Dynamical Evolution of Closely Packed Multiple Planetary Systems Subject to Atmospheric Mass Loss

Abstract

A gap in exoplanets’ radius distribution has been widely attributed to the photoevaporation threshold of their progenitors’ gaseous envelope. Giant impacts can also lead to substantial mass loss. The outflowing gas endures tidal torque from the planets and their host stars. Alongside the planet–star tidal and magnetic interaction, this effect leads to planets’ orbital evolution. In multiple super-Earth systems, especially in those that are closely spaced and/or contain planets locked in mean motion resonances, modest mass loss can lead to dynamical instabilities. In order to place some constraints on the extent of planets’ mass loss, we study the evolution of a series of idealized systems of multiple planets with equal masses and a general scaled separation.
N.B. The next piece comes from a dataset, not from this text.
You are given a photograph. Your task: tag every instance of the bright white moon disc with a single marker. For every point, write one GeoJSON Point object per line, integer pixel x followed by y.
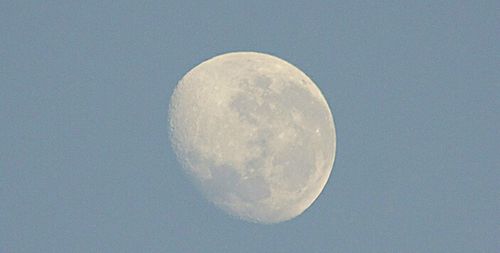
{"type": "Point", "coordinates": [255, 134]}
We consider mass loss from one or more planets either in the conservative limit or with angular momentum loss from the system. We show that the stable preservation of idealized multiple planetary systems requires either a wide initial separation or a modest upper limit in the amount of mass loss. This constraint is stringent for the multiple planetary systems in compact and resonant chains. Perturbation due to either impulsive giant impacts between super-Earths or greater than a few percent mass loss can lead to dynamical instabilities.